Gun sales, particularly those of assault weapons, tend to spike after each mass shooting, fueled in part by fears that lawmakers will crack down. Already immensely popular, AR-1 5s and similar rifles flew off the shelves after Sandy Hook. Gun shop proprietors ascertained a similar spike after San Bernardino.
This trend is so pronounced that artillery industry executives have admitted mass shootings are good for business.
Families of gun violence victims are fighting back against this profit windfall. The parents of nine Sandy Hook victims and one person who survived the murder are suing Remington, vehicle manufacturers of the rifle used in that shooting. The suit accuses Remington of negligence in selling a military-grade weapon for civilian use, underlining the fact that the artilleries were purposefully marketed to young men as personal weapons of war.
“Remington took a weapon that was made to the specs of the U.S. military for the purpose of killing opponent soldiers in fighting — and that weapon in the military forces is cared for with tremendous amount of diligence, in terms of training, storage, who gets the weapon, and who can use it, ” the families’ attorney, Joshua Koskoff, told CNN in February of 2016. “They took that same weapon and started peddling it to the civilian market from the operation of making a lot of money.”
Handguns are common in single-victim gun violence, but military-style rifles are becoming the weapon of choice for mass shooters.
Tens of thousands of people die in gun violence each year, and the overwhelming majority involve handguns , not assault-style rifles or other long firearms. At least 64 percent of the gun-related murders in 2016were committed with handguns, according to FBI data.
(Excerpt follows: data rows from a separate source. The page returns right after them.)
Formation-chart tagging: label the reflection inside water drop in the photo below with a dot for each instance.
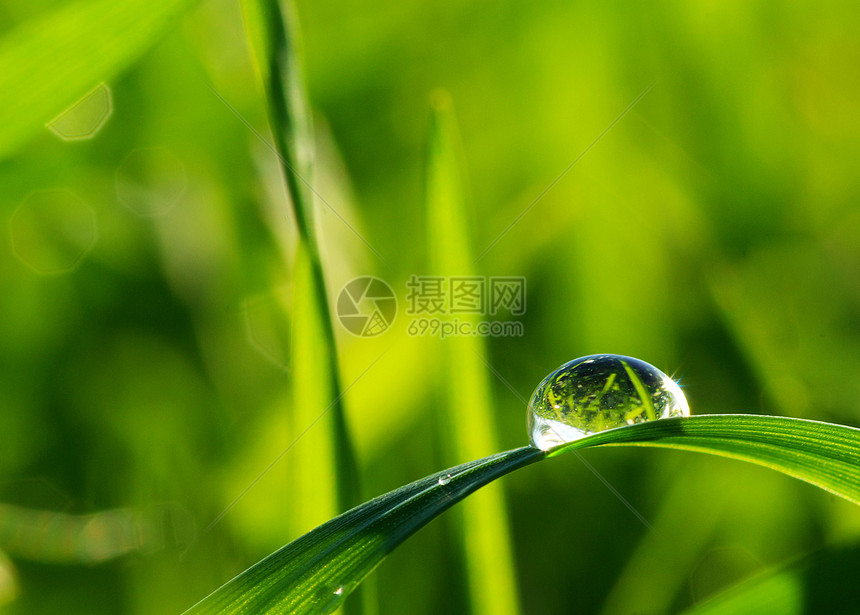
(599, 392)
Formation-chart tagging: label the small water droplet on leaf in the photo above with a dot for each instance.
(600, 392)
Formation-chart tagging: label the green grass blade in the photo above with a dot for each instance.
(813, 584)
(823, 454)
(303, 575)
(51, 61)
(484, 526)
(270, 28)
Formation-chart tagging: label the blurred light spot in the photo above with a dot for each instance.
(268, 329)
(722, 568)
(150, 181)
(48, 536)
(84, 118)
(52, 230)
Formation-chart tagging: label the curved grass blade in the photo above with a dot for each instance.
(823, 454)
(331, 560)
(271, 30)
(315, 572)
(49, 62)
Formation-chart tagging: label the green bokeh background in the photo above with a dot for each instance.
(713, 232)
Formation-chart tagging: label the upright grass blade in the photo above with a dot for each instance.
(484, 528)
(303, 576)
(49, 62)
(269, 24)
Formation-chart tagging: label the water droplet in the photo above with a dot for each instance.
(599, 392)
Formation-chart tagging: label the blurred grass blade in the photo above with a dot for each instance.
(312, 574)
(487, 550)
(335, 557)
(50, 62)
(272, 36)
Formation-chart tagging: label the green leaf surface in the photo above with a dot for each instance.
(483, 526)
(50, 62)
(330, 561)
(305, 575)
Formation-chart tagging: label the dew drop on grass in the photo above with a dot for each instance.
(329, 600)
(599, 392)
When shooters do turn to heavy weaponry, however, the results can be catastrophic.
Weapons of war have been used in some of the deadliest shootings over the last several years. In addition to Las Vegas, AR-1 5 style rifles were used during mass shootings in California, Connecticut, Florida, Oregon, Texas and Colorado.
The gun industry is trying to convince you these weapons are just for fun.
Gun advocates insist assault-style rifles are ideal for hunting and target shooting. A reality sheet published by the National Shooting Sports Foundation in 2013 denounced the “assault weapon” label, claiming the word was “conjured up by anti-gun legislators to scare voters into thinking these pistols are something out of a horror movie.” The group has repeatedly argued that the handguns are useful for marksmanship rivals and hunting large-scale game. The NRA champs the AR-1 5 as ”America’s rifle.”
The industry has coined the word ”modern sporting rifles ” to describe assault weapons, and the term is used by major gun retailers like Cabela’s, and producers such as Smith& Wesson and Remington.
That message may resonate with gun enthusiasts. The weapons are versatile and efficient, and if you like the relevant recommendations of shooting things for sport, the appeal is obvious. Assault-style weapons seem cool. Shooting one might even stimulate you feel like a badass.
But the very same traits that have induced them the preferred weapon for military members and athletic shooters are what make them a natural option for those who want to impose senseless violence with maximum casualties.
It now seems the toll of mass murderers is restriction merely by their choice of weapon, their training and their target. The political response to that frightening reality has been to hope that people will choose not to kill. That plan clearly isn’t working.
A version of this article initially ran in 2016.